Finding the mandate constitutional (the right conclusion) under the taxing clause strains credulity.    On the Times op-ed page, Richard A. Epstein observes

As a matter of constitutional text, legal history and logic, the power to regulate commerce and the power to tax should not be separated. It is not good for the court or the country that the chief justice’s position in such an important case is confused at its core.

Consider first the constitutional text. Chief Justice Roberts refers to Congress’s power to “lay and collect Taxes.” But it’s worth recalling the surrounding language, which notes that Congress has the power to “lay and collect Taxes” only in order “to pay the Debts and provide for the common Defence and general Welfare of the United States.”

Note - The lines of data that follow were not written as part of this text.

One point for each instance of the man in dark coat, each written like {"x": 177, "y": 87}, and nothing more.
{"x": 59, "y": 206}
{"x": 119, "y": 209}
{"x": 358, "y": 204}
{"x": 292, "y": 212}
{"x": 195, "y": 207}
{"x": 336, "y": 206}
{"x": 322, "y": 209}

Robert's contention that direct regulation is beyond the scope of the Commerce Clause, Stewart argues

is likely to have far-reaching consequences, and the decision may prove a Pyrrhic victory for liberal supporters of Congress’s expansive power. Some Libertarians, while disappointed that the law was not struck down, were celebrating the stake the court drove into the heart of the commerce clause...

If nothing else, Chief Justice Roberts has probably opened the floodgates to new litigation. With a commerce clause victory in hand, newly emboldened libertarians are shifting their sights to Congress’s broad taxing and spending powers. “It’s the next dragon we have to slay,” Professor Eastman told me.

Ezra Klein suspects Roberts, who votes "with the conservatives on every major legal question before the Court," cleverly rejected the Commerce Clause as basis for the mandate in his drive to impose

limits on federal power. And by securing his own reputation for impartiality, he made his own advocacy in those areas much more effective. If, in the future, Roberts leads the court in cases that more radically constrain the federal government’s power to regulate interstate commerce, today’s decision will help insulate him from criticism. And he did it while rendering a decision that Democrats are applauding.

And few are applauding more than Barack Obama.    Coming up victorious, he no longer looks weak, vulnerable to being pushed around by Congress or the Supreme Court, an asset with impressionable Independents.  In the long run, though, a major price will be paid because Article I, Section 8, Clause 3 was ruled inapplicable to the health care market.    Offering to cut earned benefits (vilified by the President and others as "entitlements"), reducing the tax which supports Social Security, and drawing a false analogy between the federal budget and a family budget will take a cumulative toll.    

Hooray!  For now, Mitt Romney is the loser.     For the future, it may be the cause of progressive government, which Barack Obama has been chipping away at for over three years.